When a member of the species is ready to reproduce, it creates a protomorph (a shell containing aquavitae, a biological liquid). The protomorph is planted inside something solid. The protomorph waits for another member of the species to detect it and "insert" its DNA inside the protomorph in the form of a liquid. The more DNA the protomorph has, the more genetically diversified it'll be. For example, if only two members of two different sexes insert their genes, the offspring will have 50% DNA of each of those members. If 3 of 3 different genders insert their DNA the offspring will have 33.3% of each and if 4 of the 4 genders sow their genes the product will have 12.5% DNA of each member. If the offspring isn't fertilized at all, it will end up being a clone of the original parent cell, having 100% of its DNA.
When the offspring is ready to hatch, the protomorphic shell breaks and a fully formed A. proximus comes out. The new member proceeds to find a host. While doing so, it relies on photosynthesis for energy. However, this type of photosynthesis can only produce low amounts of energy and cannot produce any nutrients and cannot create a protomorph. Therefore, it must find a host before at least 110 years before the organelles suffer oxidation and break down. Once it finds a host, it extracts triazene and metals and absorbs them, and keeps doing so until its death. Between birth and death, it produces a protomorph, and the cycle starts again.
A. proximus is a highly adaptable organism. It is capable of withstanding extreme temperatures (from 765 °C to -270 °C), extreme pressures (up to 10.034 bars) and even the vacuum of space. However, it seems to thrive at 2 °C. It is terrestrial but prefers to infect a multi-cellular organism. It can survive underwater, but only for a few centuries, hibernating and going into pseudo-death if in such a situation.

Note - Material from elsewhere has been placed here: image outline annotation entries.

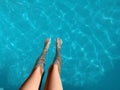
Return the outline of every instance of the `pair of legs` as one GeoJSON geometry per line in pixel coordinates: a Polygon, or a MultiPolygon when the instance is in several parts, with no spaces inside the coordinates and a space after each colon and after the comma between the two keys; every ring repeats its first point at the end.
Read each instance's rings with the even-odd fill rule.
{"type": "MultiPolygon", "coordinates": [[[[45,41],[45,46],[41,57],[38,59],[37,65],[33,70],[30,77],[25,81],[20,90],[39,90],[41,79],[44,74],[44,64],[46,54],[50,45],[51,39],[45,41]]],[[[45,85],[45,90],[63,90],[62,82],[60,79],[60,70],[61,70],[61,54],[60,49],[62,45],[62,40],[57,38],[57,49],[56,56],[53,64],[51,65],[45,85]]]]}

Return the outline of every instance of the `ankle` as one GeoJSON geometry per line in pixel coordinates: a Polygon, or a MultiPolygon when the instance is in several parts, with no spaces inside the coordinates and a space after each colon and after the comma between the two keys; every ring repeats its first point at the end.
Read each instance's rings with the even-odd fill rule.
{"type": "Polygon", "coordinates": [[[43,66],[37,66],[35,69],[36,69],[37,71],[39,71],[41,74],[44,73],[44,68],[43,68],[43,66]]]}

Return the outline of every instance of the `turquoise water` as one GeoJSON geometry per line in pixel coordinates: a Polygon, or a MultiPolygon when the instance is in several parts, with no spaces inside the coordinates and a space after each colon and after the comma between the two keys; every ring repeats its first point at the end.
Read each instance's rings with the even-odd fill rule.
{"type": "Polygon", "coordinates": [[[46,72],[63,40],[65,90],[120,90],[119,0],[0,0],[0,89],[21,86],[48,37],[46,72]]]}

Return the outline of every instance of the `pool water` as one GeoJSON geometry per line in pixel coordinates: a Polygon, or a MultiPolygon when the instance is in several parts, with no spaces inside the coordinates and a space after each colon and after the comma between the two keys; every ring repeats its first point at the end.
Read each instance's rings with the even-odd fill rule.
{"type": "Polygon", "coordinates": [[[63,40],[64,90],[120,90],[120,0],[0,0],[0,90],[18,90],[46,38],[63,40]]]}

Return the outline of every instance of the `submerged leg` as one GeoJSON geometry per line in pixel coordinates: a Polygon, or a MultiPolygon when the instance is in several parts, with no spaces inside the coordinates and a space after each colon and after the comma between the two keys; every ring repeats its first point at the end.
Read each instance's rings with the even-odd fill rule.
{"type": "Polygon", "coordinates": [[[62,82],[60,78],[61,71],[61,45],[62,40],[57,38],[57,49],[56,49],[56,57],[53,62],[53,65],[49,69],[45,90],[63,90],[62,82]]]}
{"type": "Polygon", "coordinates": [[[46,58],[46,54],[48,52],[50,41],[51,41],[51,39],[47,39],[45,41],[43,53],[40,56],[40,58],[38,59],[35,69],[33,70],[30,77],[24,82],[24,84],[22,85],[20,90],[39,90],[41,78],[44,73],[45,58],[46,58]]]}

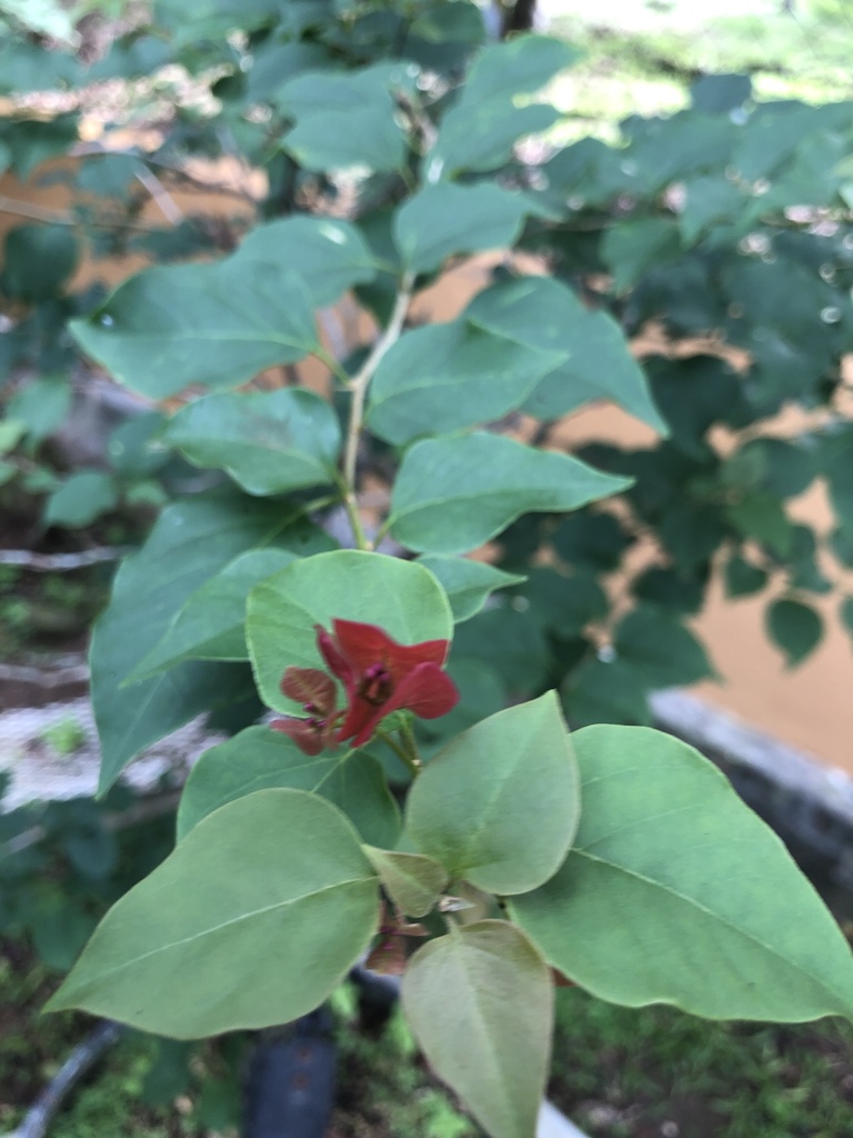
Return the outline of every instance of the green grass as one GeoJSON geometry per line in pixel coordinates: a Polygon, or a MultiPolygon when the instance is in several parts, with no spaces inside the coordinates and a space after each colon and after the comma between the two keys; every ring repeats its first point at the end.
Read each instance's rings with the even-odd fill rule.
{"type": "Polygon", "coordinates": [[[709,1023],[578,989],[561,990],[557,1006],[550,1096],[591,1138],[853,1133],[847,1023],[709,1023]]]}
{"type": "Polygon", "coordinates": [[[553,30],[585,53],[555,84],[555,102],[570,118],[563,140],[610,138],[627,115],[678,110],[693,80],[707,72],[748,72],[759,99],[853,99],[853,7],[835,16],[747,13],[620,24],[612,6],[585,6],[553,30]]]}

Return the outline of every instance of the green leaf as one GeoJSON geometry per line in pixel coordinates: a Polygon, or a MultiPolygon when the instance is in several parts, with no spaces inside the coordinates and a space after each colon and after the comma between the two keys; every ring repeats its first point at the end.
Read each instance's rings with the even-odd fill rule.
{"type": "Polygon", "coordinates": [[[464,553],[522,513],[577,510],[628,486],[629,479],[498,435],[424,439],[400,464],[390,531],[419,552],[464,553]]]}
{"type": "Polygon", "coordinates": [[[613,648],[649,687],[682,687],[717,675],[693,633],[653,605],[638,605],[619,621],[613,648]]]}
{"type": "Polygon", "coordinates": [[[25,304],[57,296],[80,259],[77,238],[68,225],[17,225],[6,234],[0,286],[25,304]]]}
{"type": "Polygon", "coordinates": [[[188,662],[165,676],[124,682],[200,585],[241,553],[271,544],[307,554],[331,542],[279,502],[193,497],[167,506],[142,550],[121,566],[90,653],[101,793],[143,748],[251,692],[246,670],[233,665],[188,662]]]}
{"type": "Polygon", "coordinates": [[[492,182],[438,182],[408,198],[394,217],[394,239],[405,269],[429,273],[454,254],[505,249],[515,244],[531,203],[492,182]]]}
{"type": "Polygon", "coordinates": [[[340,427],[313,391],[233,391],[188,404],[163,440],[197,467],[224,470],[249,494],[281,494],[334,481],[340,427]]]}
{"type": "Polygon", "coordinates": [[[289,1023],[341,981],[376,914],[376,879],[339,811],[259,791],[206,818],[110,909],[48,1008],[177,1039],[289,1023]]]}
{"type": "Polygon", "coordinates": [[[449,881],[442,865],[422,853],[396,853],[373,846],[363,849],[382,888],[401,913],[425,917],[432,912],[449,881]]]}
{"type": "Polygon", "coordinates": [[[500,419],[565,358],[475,328],[464,318],[415,328],[373,377],[367,426],[397,445],[500,419]]]}
{"type": "Polygon", "coordinates": [[[249,591],[296,558],[289,550],[250,550],[235,558],[190,594],[126,682],[147,679],[183,660],[248,660],[243,625],[249,591]]]}
{"type": "Polygon", "coordinates": [[[453,635],[444,589],[416,562],[359,550],[297,561],[249,594],[246,638],[271,708],[292,714],[298,707],[280,687],[287,667],[325,669],[314,626],[330,629],[334,617],[379,625],[403,644],[453,635]]]}
{"type": "Polygon", "coordinates": [[[116,481],[105,470],[81,470],[69,475],[44,506],[45,526],[78,528],[91,525],[118,503],[116,481]]]}
{"type": "Polygon", "coordinates": [[[310,758],[272,727],[247,727],[204,752],[181,795],[177,840],[227,802],[276,786],[320,794],[346,814],[365,842],[397,844],[399,810],[373,756],[345,750],[310,758]]]}
{"type": "Polygon", "coordinates": [[[652,726],[648,691],[641,671],[624,660],[583,660],[563,688],[563,706],[572,727],[595,723],[652,726]]]}
{"type": "Polygon", "coordinates": [[[406,832],[452,879],[524,893],[556,872],[579,814],[569,735],[548,692],[483,719],[430,759],[408,795],[406,832]]]}
{"type": "Polygon", "coordinates": [[[453,619],[457,624],[475,616],[496,588],[507,588],[527,580],[527,577],[504,572],[503,569],[496,569],[485,561],[472,561],[470,558],[425,553],[417,559],[417,563],[438,578],[441,588],[447,593],[453,619]]]}
{"type": "Polygon", "coordinates": [[[441,121],[426,156],[428,180],[502,166],[522,135],[552,126],[558,112],[543,104],[517,106],[519,96],[540,91],[577,58],[568,43],[544,35],[520,35],[483,48],[458,102],[441,121]]]}
{"type": "Polygon", "coordinates": [[[376,265],[356,225],[338,217],[284,217],[256,225],[237,256],[241,264],[297,272],[314,306],[334,304],[355,284],[373,280],[376,265]]]}
{"type": "Polygon", "coordinates": [[[505,921],[450,926],[403,980],[403,1009],[430,1065],[491,1138],[530,1138],[545,1092],[554,989],[505,921]]]}
{"type": "Polygon", "coordinates": [[[188,387],[237,387],[317,344],[313,303],[291,267],[240,258],[131,277],[69,329],[125,387],[162,399],[188,387]]]}
{"type": "Polygon", "coordinates": [[[780,558],[788,553],[794,527],[777,497],[750,494],[730,505],[726,516],[744,537],[752,537],[780,558]]]}
{"type": "Polygon", "coordinates": [[[723,577],[726,580],[726,596],[729,600],[760,593],[768,582],[765,569],[751,564],[737,553],[732,554],[726,562],[723,577]]]}
{"type": "Polygon", "coordinates": [[[779,839],[693,748],[644,727],[574,736],[583,814],[560,873],[512,910],[615,1004],[800,1022],[853,1012],[850,948],[779,839]]]}
{"type": "Polygon", "coordinates": [[[785,654],[785,666],[795,668],[820,644],[823,619],[817,609],[802,601],[781,597],[764,612],[767,634],[785,654]]]}
{"type": "Polygon", "coordinates": [[[382,173],[405,165],[406,137],[382,66],[297,75],[279,89],[278,102],[296,119],[282,147],[306,170],[367,166],[382,173]]]}
{"type": "Polygon", "coordinates": [[[528,414],[558,419],[591,399],[605,398],[669,435],[619,324],[606,312],[591,312],[560,281],[548,277],[502,281],[475,296],[465,316],[525,347],[563,354],[522,404],[528,414]]]}
{"type": "Polygon", "coordinates": [[[23,384],[9,399],[10,419],[24,423],[33,443],[41,443],[64,422],[71,411],[71,384],[55,376],[38,377],[23,384]]]}
{"type": "Polygon", "coordinates": [[[616,292],[633,288],[649,269],[674,261],[680,253],[678,222],[665,217],[619,221],[602,240],[602,257],[616,292]]]}

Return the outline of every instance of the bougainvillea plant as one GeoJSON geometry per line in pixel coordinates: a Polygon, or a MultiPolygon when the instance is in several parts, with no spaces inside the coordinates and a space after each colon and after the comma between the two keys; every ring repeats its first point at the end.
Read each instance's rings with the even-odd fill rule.
{"type": "MultiPolygon", "coordinates": [[[[533,96],[571,63],[565,44],[482,47],[466,0],[405,6],[403,35],[397,7],[374,7],[336,3],[339,40],[317,3],[289,6],[268,40],[268,13],[250,30],[275,109],[234,129],[266,124],[258,160],[280,190],[296,168],[292,214],[222,259],[143,271],[72,324],[151,399],[202,389],[160,440],[218,472],[164,510],[94,629],[102,789],[200,712],[230,737],[187,782],[174,852],[107,914],[50,1007],[202,1037],[288,1022],[368,959],[401,971],[417,1040],[485,1129],[532,1138],[555,978],[629,1006],[803,1021],[853,1015],[853,960],[696,751],[643,726],[570,733],[571,691],[543,682],[538,649],[530,662],[536,605],[499,600],[520,577],[469,556],[632,486],[511,435],[507,415],[614,398],[662,436],[669,422],[619,324],[547,265],[508,258],[457,319],[413,327],[450,259],[561,224],[564,182],[587,167],[561,180],[558,164],[549,195],[514,157],[558,117],[533,96]],[[362,58],[343,67],[346,44],[362,58]],[[321,335],[345,294],[378,329],[351,356],[321,335]],[[333,398],[245,389],[308,356],[333,398]],[[490,612],[512,625],[499,642],[477,619],[490,612]],[[512,658],[508,688],[472,659],[489,654],[497,671],[512,658]]],[[[587,618],[575,627],[565,597],[606,610],[570,544],[547,569],[568,657],[587,618]]],[[[665,622],[649,604],[635,648],[665,622]]],[[[618,704],[630,669],[604,668],[605,648],[597,691],[618,704]]],[[[673,666],[656,659],[655,682],[673,666]]]]}

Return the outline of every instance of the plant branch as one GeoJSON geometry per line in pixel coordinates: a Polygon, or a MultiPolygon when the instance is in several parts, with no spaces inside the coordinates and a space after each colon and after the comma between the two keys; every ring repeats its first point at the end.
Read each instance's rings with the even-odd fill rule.
{"type": "MultiPolygon", "coordinates": [[[[379,368],[380,363],[384,358],[386,353],[400,337],[406,313],[408,312],[408,306],[412,303],[413,287],[414,274],[406,273],[400,281],[397,299],[394,303],[394,310],[391,311],[391,316],[388,321],[386,330],[373,345],[372,352],[362,366],[349,380],[351,402],[349,406],[349,428],[347,430],[347,442],[343,452],[343,488],[345,503],[350,519],[355,519],[358,513],[358,504],[356,501],[356,462],[358,459],[358,439],[362,434],[362,423],[364,422],[364,401],[367,395],[367,387],[376,368],[379,368]]],[[[356,539],[358,541],[358,531],[362,529],[361,521],[358,521],[357,527],[354,521],[353,528],[355,530],[356,539]]],[[[362,534],[362,539],[364,535],[362,534]]],[[[367,549],[367,543],[364,542],[364,544],[362,544],[359,541],[359,547],[367,549]]]]}

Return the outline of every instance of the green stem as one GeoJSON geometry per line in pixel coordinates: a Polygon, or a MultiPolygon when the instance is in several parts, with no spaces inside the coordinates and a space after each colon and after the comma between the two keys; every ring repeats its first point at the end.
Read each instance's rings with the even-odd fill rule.
{"type": "Polygon", "coordinates": [[[362,434],[364,422],[364,402],[367,396],[367,387],[373,373],[379,368],[386,353],[395,344],[403,331],[403,324],[412,303],[412,289],[414,287],[414,275],[406,273],[400,281],[397,299],[388,321],[388,327],[373,345],[373,351],[364,361],[355,376],[349,380],[350,404],[349,404],[349,427],[347,429],[347,442],[343,450],[343,501],[353,523],[353,534],[358,542],[359,549],[370,549],[364,537],[361,520],[357,519],[358,506],[356,503],[356,462],[358,459],[358,439],[362,434]],[[359,538],[361,534],[361,538],[359,538]]]}
{"type": "Polygon", "coordinates": [[[406,766],[407,770],[413,778],[416,778],[421,773],[421,760],[417,754],[412,754],[406,748],[400,747],[394,735],[389,735],[388,732],[378,731],[376,735],[382,740],[383,743],[388,743],[391,750],[397,754],[397,757],[406,766]]]}

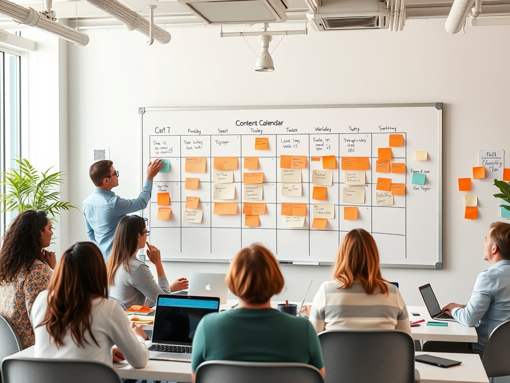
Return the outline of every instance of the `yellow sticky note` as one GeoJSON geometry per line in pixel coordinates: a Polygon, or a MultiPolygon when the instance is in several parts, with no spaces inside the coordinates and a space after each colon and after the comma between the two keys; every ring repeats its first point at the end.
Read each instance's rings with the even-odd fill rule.
{"type": "Polygon", "coordinates": [[[476,166],[473,168],[473,179],[480,180],[485,178],[485,166],[476,166]]]}
{"type": "Polygon", "coordinates": [[[379,161],[391,161],[391,148],[379,148],[377,149],[377,159],[379,161]]]}
{"type": "Polygon", "coordinates": [[[187,197],[185,207],[186,209],[196,209],[198,207],[200,198],[197,197],[187,197]]]}
{"type": "Polygon", "coordinates": [[[402,134],[390,134],[388,146],[402,146],[404,145],[404,136],[402,134]]]}
{"type": "Polygon", "coordinates": [[[206,173],[205,157],[187,157],[185,171],[187,173],[206,173]]]}
{"type": "Polygon", "coordinates": [[[213,214],[233,216],[237,214],[237,202],[215,202],[213,214]]]}
{"type": "Polygon", "coordinates": [[[377,177],[377,184],[375,190],[389,192],[391,190],[391,178],[380,178],[377,177]]]}
{"type": "Polygon", "coordinates": [[[327,225],[327,219],[326,218],[314,218],[312,223],[312,229],[325,229],[327,225]]]}
{"type": "Polygon", "coordinates": [[[245,157],[244,165],[243,166],[245,169],[248,170],[257,170],[259,167],[258,157],[245,157]]]}
{"type": "Polygon", "coordinates": [[[327,188],[323,186],[314,186],[312,198],[318,201],[325,201],[327,188]]]}
{"type": "Polygon", "coordinates": [[[158,193],[158,204],[163,206],[167,206],[170,205],[170,194],[169,193],[158,193]]]}
{"type": "Polygon", "coordinates": [[[322,169],[337,169],[337,157],[336,157],[335,156],[323,156],[322,169]]]}
{"type": "Polygon", "coordinates": [[[158,207],[158,221],[168,221],[170,219],[170,214],[172,212],[171,207],[158,207]]]}
{"type": "Polygon", "coordinates": [[[269,149],[269,139],[267,137],[255,138],[255,150],[267,150],[269,149]]]}
{"type": "Polygon", "coordinates": [[[344,206],[344,219],[355,221],[358,219],[358,206],[344,206]]]}

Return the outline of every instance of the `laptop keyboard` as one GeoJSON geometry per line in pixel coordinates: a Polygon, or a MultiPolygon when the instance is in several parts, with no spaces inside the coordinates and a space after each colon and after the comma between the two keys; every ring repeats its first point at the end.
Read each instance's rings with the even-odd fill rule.
{"type": "Polygon", "coordinates": [[[149,351],[159,352],[177,352],[181,354],[191,354],[191,346],[167,346],[161,344],[153,344],[149,347],[149,351]]]}

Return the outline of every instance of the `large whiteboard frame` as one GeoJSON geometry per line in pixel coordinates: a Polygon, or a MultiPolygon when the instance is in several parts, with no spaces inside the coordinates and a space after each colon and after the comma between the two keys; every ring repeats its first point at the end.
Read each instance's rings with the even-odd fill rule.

Because it’s an alien life form, A. proximus along with other lifeforms had to be classified in an entirely new tree of life.
Species - Alienobacterium proximus
Genus - Alienobacterium
Family - Parabacteriaceae
Order - Exsuprales
Class - Alienobacilli
Phylum - Pseudobactera
Kingdom - Ultramicrozoa
Domain - Mononucleida
Origin and evolution
The small amount of native live on Aeros prior to terraforming originated thanks to abiogenesis. However, the exact origins of A. proximus are unknown, because their bodies are microscopic and therefore extremely hard to find their ancient fossils. But new fortunate excavations have revealed their long past. It seems to have first evolved roughly 233 million years ago, and it is thought to have shared a common ancestor or even be a direct ancestor of the now extinct Protozoa marittimus (an aquatic species) around 640 million years ago.
It was first discovered by astronaut and biologist Tim Greerson who was aboard the Egeria spacecraft. When he landed on Aeros, he collected and studied samples in 2063. He was helped by his other four crew members. He stored several samples aboard the spacecraft. During the half year journey back to Earth he did several experiments on it, which are recorded in this wiki page. When he came back, he gave the samples to his fellow German astrobiologist Heinrich Bergmann who observed, described and named it in 2068.
- There are 4 other species within the Alienobecterium genus: A. aerosensis, A. bergmanni, A. abacarensis † and A. primogenitus †.